The posterior pituitary gland stores and releases two hormones that are produced by the hypothalamus:
* Antidiuretic hormone (ADH), which helps regulate water balance in the body by controlling urine production.
* Oxytocin, which stimulates uterine contractions during childbirth and milk release during breastfeeding.
Overall, the pituitary gland plays a critical role in maintaining homeostasis and regulating various bodily functions, including growth, development, metabolism, and reproductive function.
Pituitary diseases refer to a group of conditions that affect the pituitary gland, a small endocrine gland located at the base of the brain. The pituitary gland is responsible for producing and secreting several important hormones that regulate various bodily functions, including growth and development, metabolism, stress response, and reproduction.
Pituitary diseases can be classified into two main categories:
1. Pituitary tumors: These are abnormal growths in or around the pituitary gland that can affect its function. Pituitary tumors can be benign (non-cancerous) or malignant (cancerous), and they can vary in size. Some pituitary tumors produce excess hormones, leading to a variety of symptoms, while others may not produce any hormones but can still cause problems by compressing nearby structures in the brain.
2. Pituitary gland dysfunction: This refers to conditions that affect the normal function of the pituitary gland without the presence of a tumor. Examples include hypopituitarism, which is a condition characterized by decreased production of one or more pituitary hormones, and Sheehan's syndrome, which occurs when the pituitary gland is damaged due to severe blood loss during childbirth.
Symptoms of pituitary diseases can vary widely depending on the specific condition and the hormones that are affected. Treatment options may include surgery, radiation therapy, medication, or a combination of these approaches.

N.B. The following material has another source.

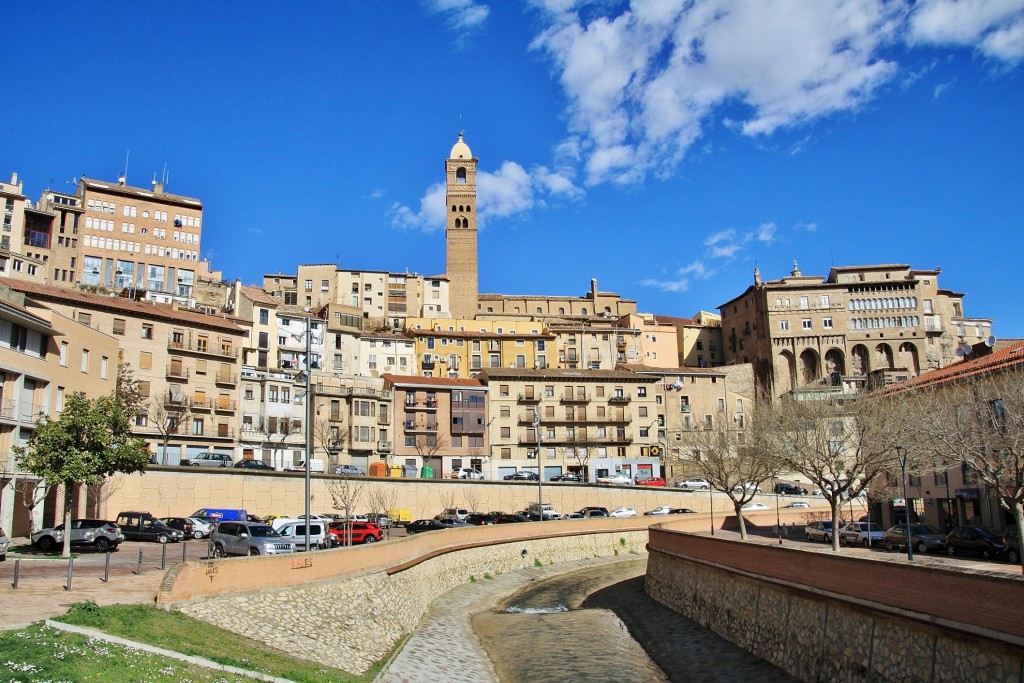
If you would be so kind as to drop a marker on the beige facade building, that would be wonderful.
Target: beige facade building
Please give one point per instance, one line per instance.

A subarachnoid hemorrhage is a type of stroke that results from bleeding into the space surrounding the brain, specifically within the subarachnoid space which contains cerebrospinal fluid (CSF). This space is located between the arachnoid membrane and the pia mater, two of the three layers that make up the meninges, the protective covering of the brain and spinal cord.
The bleeding typically originates from a ruptured aneurysm, a weakened area in the wall of a cerebral artery, or less commonly from arteriovenous malformations (AVMs) or head trauma. The sudden influx of blood into the CSF-filled space can cause increased intracranial pressure, irritation to the brain, and vasospasms, leading to further ischemia and potential additional neurological damage.
Symptoms of a subarachnoid hemorrhage may include sudden onset of severe headache (often described as "the worst headache of my life"), neck stiffness, altered mental status, nausea, vomiting, photophobia, and focal neurological deficits. Rapid diagnosis and treatment are crucial to prevent further complications and improve the chances of recovery.
A brain injury is defined as damage to the brain that occurs following an external force or trauma, such as a blow to the head, a fall, or a motor vehicle accident. Brain injuries can also result from internal conditions, such as lack of oxygen or a stroke. There are two main types of brain injuries: traumatic and acquired.
Traumatic brain injury (TBI) is caused by an external force that results in the brain moving within the skull or the skull being fractured. Mild TBIs may result in temporary symptoms such as headaches, confusion, and memory loss, while severe TBIs can cause long-term complications, including physical, cognitive, and emotional impairments.
Acquired brain injury (ABI) is any injury to the brain that occurs after birth and is not hereditary, congenital, or degenerative. ABIs are often caused by medical conditions such as strokes, tumors, anoxia (lack of oxygen), or infections.
Both TBIs and ABIs can range from mild to severe and may result in a variety of physical, cognitive, and emotional symptoms that can impact a person's ability to perform daily activities and function independently. Treatment for brain injuries typically involves a multidisciplinary approach, including medical management, rehabilitation, and supportive care.